Note that this transformation should be done before we split the data into training and test sets. (Why?)

- **(a)** Check the shape of `X_trans` — how many attributes do we have now? Does this correspond to your expectations?

In [None]:
from sklearn.preprocessing import OneHotEncoder
ohe = OneHotEncoder()
ohe.fit(X)
X_trans_ohe = ohe.transform(X).toarray()
X_trans = pd.DataFrame(X_trans_ohe)

print(X_trans.shape)
print('X:', X.iloc[0])
print('X_trans:', X_trans.iloc[0])


- **(b)** Split the dataset comprised of `one–hot attributes` into **train** and **test** sets. Compare the accuracies of the three Naive Bayes models using ordinal attributes with the three models using `one–hot attributes`: are you surprised? What can we infer?



In [None]:
from sklearn.naive_bayes import GaussianNB, MultinomialNB, BernoulliNB

gnb_accs = []
mnb_accs = []
bnb_accs = []
gnb = GaussianNB()
mnb = MultinomialNB()
bnb = BernoulliNB()

for i in range(3):
    X_train, X_test, y_train, y_test = train_test_split(X_trans, y, test_size=0.33, random_state=i)
    gnb.fit(X_train, y_train)
    acc = gnb.score(X_test, y_test)
    print("\nGNB score %f " %acc)
    gnb_accs.append(acc)
    
    mnb.fit(X_train, y_train)
    acc = mnb.score(X_test, y_test)
    print("MNB score %f " %acc)
    mnb_accs.append(acc)
    
    bnb.fit(X_train, y_train)
    acc = bnb.score(X_test, y_test)
    print("BNB score %f " %acc)
    bnb_accs.append(acc)
    
print('\nAvg GNB score: {}'.format(np.mean(gnb_accs)))
print('Avg MNB score: {}'.format(np.mean(mnb_accs)))
print('Avg BNB score: {}'.format(np.mean(bnb_accs)))

*This is a fairly drastic difference: Bernoulli NB is still the best option, but both Gaussian and Multinomial NB are no longer useless.

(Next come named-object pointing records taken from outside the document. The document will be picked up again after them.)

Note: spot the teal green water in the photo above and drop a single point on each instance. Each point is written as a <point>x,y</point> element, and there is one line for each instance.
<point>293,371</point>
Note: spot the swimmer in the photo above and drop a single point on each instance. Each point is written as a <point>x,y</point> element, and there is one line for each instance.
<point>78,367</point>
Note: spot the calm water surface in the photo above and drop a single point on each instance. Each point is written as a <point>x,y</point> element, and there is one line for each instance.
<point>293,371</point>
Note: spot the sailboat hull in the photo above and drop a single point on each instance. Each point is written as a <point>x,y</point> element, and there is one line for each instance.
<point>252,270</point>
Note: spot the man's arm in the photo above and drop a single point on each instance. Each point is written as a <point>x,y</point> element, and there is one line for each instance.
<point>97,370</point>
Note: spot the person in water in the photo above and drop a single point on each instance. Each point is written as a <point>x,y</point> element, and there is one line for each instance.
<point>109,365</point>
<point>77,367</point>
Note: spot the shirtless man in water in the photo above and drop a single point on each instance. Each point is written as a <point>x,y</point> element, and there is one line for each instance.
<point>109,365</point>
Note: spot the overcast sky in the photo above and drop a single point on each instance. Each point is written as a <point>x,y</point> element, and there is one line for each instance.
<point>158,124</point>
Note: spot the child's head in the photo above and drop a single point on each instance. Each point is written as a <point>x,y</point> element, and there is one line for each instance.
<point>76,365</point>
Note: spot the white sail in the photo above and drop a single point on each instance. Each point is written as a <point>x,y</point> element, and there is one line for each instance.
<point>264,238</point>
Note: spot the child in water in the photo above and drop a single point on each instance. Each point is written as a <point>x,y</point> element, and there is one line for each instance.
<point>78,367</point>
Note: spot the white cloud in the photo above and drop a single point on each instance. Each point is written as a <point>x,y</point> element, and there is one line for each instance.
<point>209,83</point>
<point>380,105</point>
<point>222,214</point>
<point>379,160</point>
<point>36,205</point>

It appears that all of these learners can identify meaningful patterns, just by taking the attribute value in isolation (and not in relation to the presumed ordering) - and so, perhaps our original assignment of 0,1,2,3 was too simple to discover patterns.*

*At this point, we can also observe that the default behaviour of scikit-learn's Bernoulli NB is to do ... something ... with non-binary attributes, but it is usually better to make them explicitly binary using the one-hot transformer. (If you're curious, in this case, it's treating whichever value is 0 as "N", and the other values as "Y".)*

### Exercise 5.

Now let's check other metrics results.

In [None]:
from sklearn.metrics import classification_report

gnb.fit(X_train, y_train)
gnb_predictions = gnb.predict(X_test)

mnb.fit(X_train, y_train)
mnb_predictions = mnb.predict(X_test)

bnb.fit(X_train, y_train)
bnb_predictions = bnb.predict(X_test)

print("\n\n ===========\n MNB FULL RESULTS\n===========")
print(classification_report(y_test,mnb_predictions))

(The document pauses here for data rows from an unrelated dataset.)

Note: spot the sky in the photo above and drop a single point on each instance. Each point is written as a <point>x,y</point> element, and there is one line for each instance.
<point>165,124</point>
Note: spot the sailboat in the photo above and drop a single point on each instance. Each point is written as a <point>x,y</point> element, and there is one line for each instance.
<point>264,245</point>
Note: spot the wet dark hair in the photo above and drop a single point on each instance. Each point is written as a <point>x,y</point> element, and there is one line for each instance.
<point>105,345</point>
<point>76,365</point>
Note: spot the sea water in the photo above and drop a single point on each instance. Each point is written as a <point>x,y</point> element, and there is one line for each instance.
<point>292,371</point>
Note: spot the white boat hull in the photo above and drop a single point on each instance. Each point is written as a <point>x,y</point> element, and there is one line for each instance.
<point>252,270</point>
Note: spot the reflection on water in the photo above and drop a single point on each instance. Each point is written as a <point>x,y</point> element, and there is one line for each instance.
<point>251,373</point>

print("\n\n ===========\n BNB FULL RESULTS\n===========")
print(classification_report(y_test,bnb_predictions))

print("\n\n ===========\n GNB FULL RESULTS\n===========")
print(classification_report(y_test,gnb_predictions))

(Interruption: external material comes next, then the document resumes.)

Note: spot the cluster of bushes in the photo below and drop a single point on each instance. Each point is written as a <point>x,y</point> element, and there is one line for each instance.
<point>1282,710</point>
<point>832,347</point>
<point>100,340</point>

- **(a)** What is the difference between macro average and weighted average? Why the results are different for Bernoulli, Multinominal and Gaussian Naive Bayes? 

- **(b)** In this dataset which label has the best F1-score along all different NB models? Can explain the reason.

## Challenge Question
In this dataset which label has the worst F1-score along all different NB models? Can explain the reason.